Membahas berulang-ulang tentang jurnal Ilmiah kepada L karena ternyata tidak ada kabar perkembangan penerjemahan dari saya. Rupanya P menerjemahkan sendiri lewat Google Translate.
Percaya pada "Diyakini" dan "Katanya". Rapuhnya berpegang pada dua kata tersebut.
Tentu saja, adalah hal yang mengherankan, di zaman teknologi di luar nalar, di saat penanganan kesehatan sudah sangat maju, P malah masih berpikiran cupet dan tidak melihat situasi.
Penyakit sang istri, kanker, bukan penyakit biasa, Bukan flu, batuk, pilek, dan sebangsanya. Kanker tidak bisa ditangani dengan obat-obat biasa dari toko obat atau apotek terdekat.

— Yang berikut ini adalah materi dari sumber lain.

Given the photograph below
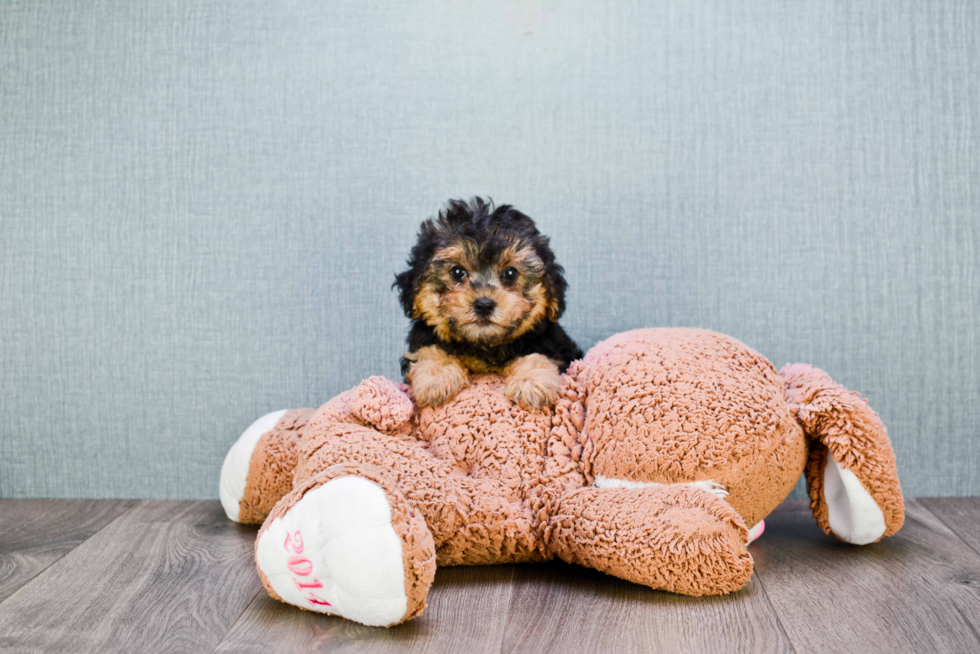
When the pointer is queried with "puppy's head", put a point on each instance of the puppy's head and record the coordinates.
(481, 274)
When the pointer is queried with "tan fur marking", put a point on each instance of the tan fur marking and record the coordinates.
(532, 381)
(435, 377)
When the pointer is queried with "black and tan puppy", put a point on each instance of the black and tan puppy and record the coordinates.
(484, 293)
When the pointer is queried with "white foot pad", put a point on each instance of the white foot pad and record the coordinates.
(337, 552)
(234, 471)
(853, 514)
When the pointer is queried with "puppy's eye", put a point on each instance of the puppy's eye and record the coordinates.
(509, 275)
(458, 273)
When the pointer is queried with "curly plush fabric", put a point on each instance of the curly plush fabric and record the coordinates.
(663, 447)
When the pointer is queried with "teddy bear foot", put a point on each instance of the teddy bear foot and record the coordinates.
(258, 469)
(234, 470)
(348, 548)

Berpacu dengan waktu. Begitulah kondisi setiap penyintas kanker. Setiap detik sangat berharga. Penanganan segera harus terselenggara. Tidak bisa menggunakan cara yang biasa. Jangan bermain-main dengan nyawa.
Pengobatan alami atau herbal memang baik, tapi membutuhkan waktu yang lama untuk memberikan manfaat. Bagi penyintas kanker, mereka tidak punya banyak waktu. Maut sudah mengintai di depan pintu.
Metode berobat terampuh, cepat, dan tepercaya. Itulah yang seharusnya menjadi pilihan. Memercayai "Diyakini" dan "Katanya" seperti mencederai rasa kemanusiaan.
3. Berkonsultasi langsung pada ahlinya
Masih sambungan dari poin dua; metode berobat terampuh, cepat, dan tepercaya tetaplah berada pada figur dokter.
Bukan mendewakan dokter, namun kita harus melihat dari sisi keahlian dokter di bidang kesehatan, Bukan memercayai dukun, "orang pintar", paranormal, atau malah berpegang pada "Diyakini" dan "Katanya".
Tentu saja, memilih dokter yang berkompeten di spesialisasinya adalah suatu keharusan, apalagi kalau menyangkut penyakit mematikan seperti kanker.
Kalau sudah menemukan dokter yang tepat, dengarkan apa kata sang dokter. Berkonsultasi dengan ahlinya akan membuka cakrawala berpikir dalam menangani pengobatan kanker, baik untuk diri sendiri maupun untuk pasangan atau anggota keluarga.